Forscher haben herausgefunden, dass infizierte Killifische 10- bis 30-mal häufiger von einem Vogel gefressen werden als nicht infizierte. Im Allgemeinen tragen Trematoden dazu bei, einen erheblichen Teil der Killifischpopulationen leichter als Nahrung für Vögel verfügbar zu machen. In gewisser Weise subventioniert der Parasit die Ernährung dieser Greifvögel. Wenn bestimmte Arten von Parasiten zurückgehen oder sogar verschwinden, könnte es einigen Raubtieren viel schwerer fallen, zu überleben, erklärt Wood.
Ein weiteres Beispiel ist ein 15 Zentimeter langer Fadenwurm aus Japan. Es bewirkt, dass infizierte Grillen in Bäche springen, wo die erwachsenen Würmer ihre Wirte verlassen, um eine parasitäre Fortpflanzungsorgie zu beginnen. Unterdessen werden die dem Untergang geweihten Grillen zu Nahrung für den vom Aussterben bedrohten japanischen Saibling, der bis zu 60 Prozent des Kalorienbedarfs der Fische deckt. So hilft der Wurm nicht nur bei der Ernährung einer bedrohten Art, sondern entlastet auch andere wirbellose Arten, die ebenfalls von Fischen gefressen werden. Auf diese Weise beeinflusst der Parasit die allgemeine Ökologie des Flusses erheblich.

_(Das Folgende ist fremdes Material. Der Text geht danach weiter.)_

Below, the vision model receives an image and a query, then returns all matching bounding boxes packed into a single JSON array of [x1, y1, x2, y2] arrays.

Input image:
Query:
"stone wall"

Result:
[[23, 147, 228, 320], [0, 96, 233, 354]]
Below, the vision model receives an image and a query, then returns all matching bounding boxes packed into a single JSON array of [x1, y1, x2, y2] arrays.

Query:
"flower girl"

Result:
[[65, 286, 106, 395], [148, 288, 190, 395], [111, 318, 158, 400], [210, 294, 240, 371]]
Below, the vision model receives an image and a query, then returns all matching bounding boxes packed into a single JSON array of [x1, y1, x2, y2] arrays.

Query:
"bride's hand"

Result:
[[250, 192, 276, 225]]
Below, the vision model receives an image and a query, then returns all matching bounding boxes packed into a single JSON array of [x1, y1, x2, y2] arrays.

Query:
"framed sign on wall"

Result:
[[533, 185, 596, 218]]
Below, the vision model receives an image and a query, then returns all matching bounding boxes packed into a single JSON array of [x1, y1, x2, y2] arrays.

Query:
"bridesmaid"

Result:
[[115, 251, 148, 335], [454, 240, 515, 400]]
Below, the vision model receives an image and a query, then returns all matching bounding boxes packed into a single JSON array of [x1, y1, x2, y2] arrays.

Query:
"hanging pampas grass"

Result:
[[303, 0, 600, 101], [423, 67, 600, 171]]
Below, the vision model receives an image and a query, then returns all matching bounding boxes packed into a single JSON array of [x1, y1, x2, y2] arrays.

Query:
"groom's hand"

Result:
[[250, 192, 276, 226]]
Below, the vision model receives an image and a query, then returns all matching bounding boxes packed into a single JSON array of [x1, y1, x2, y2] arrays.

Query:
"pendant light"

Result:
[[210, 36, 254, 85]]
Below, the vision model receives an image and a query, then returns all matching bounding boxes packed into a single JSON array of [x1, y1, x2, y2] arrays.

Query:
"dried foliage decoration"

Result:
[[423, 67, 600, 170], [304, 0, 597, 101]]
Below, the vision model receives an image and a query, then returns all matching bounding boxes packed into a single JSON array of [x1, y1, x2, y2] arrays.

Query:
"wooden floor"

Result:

Wie schützt man sich vor Parasiten?
Da immer deutlicher wird, dass Parasiten eine wichtige Rolle in Ökosystemen spielen, beginnt eine kleine, aber wachsende Gruppe von Wissenschaftlern ernsthaft über die Notwendigkeit eines spezifischen Schutzes gegen Parasiten nachzudenken. Im August 2020 veröffentlichte der Parasitenökologe Colin Carlson von der Georgetown University in den USA zusammen mit Wood, Hopkins und neun weiteren Wissenschaftlern ein 12-Punkte-Plan für den Parasitenschutz im nächsten Jahrzehnt. Erstens, schreiben sie in der Zeitschrift Biological Conservation, können wir etwas nicht pflegen oder konservieren, von dem wir nicht wissen, dass es existiert. Daher fordern sie die wissenschaftliche Gemeinschaft auf, Licht in die Parasitenvielfalt zu bringen und bis 2030 mehr als 50 Prozent der Parasitenarten zu beschreiben. „Wir haben wirklich kaum an der Oberfläche gekratzt“, sagt Hopkins.
Sobald Daten über die Ökologie und den Lebenszyklus jeder Art verfügbar sind, könnten anfällige Parasiten identifiziert und dann relativ einfach in bestehende Schutzprogramme integriert werden, sagen die Autoren. Der Parasitenschutz kann sozusagen auf bestehenden Bemühungen zur Rettung anderer gefährdeter Arten aufbauen. Bedrohte Parasiten können auch in verschiedenen Registern aufgeführt werden, um gefährdete Pflanzen und Tiere zu erfassen und zu schützen. Nur ein tierischer Parasit, die Blutsaugende Schweinlaus, steht derzeit auf der Roten Liste der bedrohten Arten der International Union for Conservation of Nature.
Hopkins, Wood und ihre Kollegen wissen, dass Parasiten ein ernsthaftes Imageproblem haben. Sie vertrauen jedoch darauf, dass sich dies ändern kann. Sie vergleichen den Schutz vor Parasiten mit dem Schutz vor Fressfeinden vor wenigen Jahrzehnten. Damals betrachteten viele Forscher und die Öffentlichkeit Bären, Wölfe und andere Raubtiere als gefährlich für Mensch und Vieh und sogar als schädlich für die Natur. Gerade letzteres stellte sich als grundlegend falsch heraus. Wissenschaftler wissen jetzt, dass Raubtiere Schlüsselarten sind, Arten, von denen ganze Ökosysteme für ihre Existenz abhängen. Ihre Entfernung kann eine Kaskade negativer Auswirkungen auslösen, von Krankheitsausbrüchen über die Unterbrechung des Nährstoffkreislaufs bis hin zur Verlagerung von Arten in völlig andere Lebensraumtypen. Aber sobald die Wissenschaft die Bedeutung von Raubtieren erkannte, tat dies auch die breite Öffentlichkeit. Wood hofft also, dass die Menschen bereit sind, einen Blick in die Blackbox zu werfen, in der parasitäre Tiere gehalten wurden. Denn: „Parasiten sind keine massive Bedrohung“, sagt sie.